= Live 8 concert, Johannesburg =

Live 8 concerts and line-ups

On 2 July 2005, a Live 8 concert was held at Mary Fitzgerald Square, Newtown, Johannesburg, South Africa.

The event is also referred to as "Live 8 Johannesburg", "Live 8 Jo'burg", and "Live 8 South Africa".

A speech was given by former South African president Nelson Mandela, who was received with a 5-minute standing ovation by the audience.

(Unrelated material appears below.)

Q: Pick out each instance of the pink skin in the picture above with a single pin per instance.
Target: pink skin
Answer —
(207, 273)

==Lineup and running order==
- Nelson Mandela (Host) (JB 12:00)
- Jabu Khanyile & Bayete (JB 12:25)
- Lindiwe (JB 13:15)
- Lucky Dube - "Feel Irie" (JB 13:55)
- Mahotella Queens (JB 14:35)
- Malaika - "Destiny" (JB 15:15)
- Orchestra Baobab - Medley (JB 15:45)
- Oumou Sangaré (JB 16:15)
- Zola (JB 16:50)
- Vusi Mahlasela - "When You Come Back" (JB 17:20)

The show was produced by Brad Holmes of the Bassline Club, Gareth Simpson of Oxfam and Melanie Anstey. Artist booking was conducted by Antos Stella and broadcast producer was Pam Deveraux (Deveraux Harris).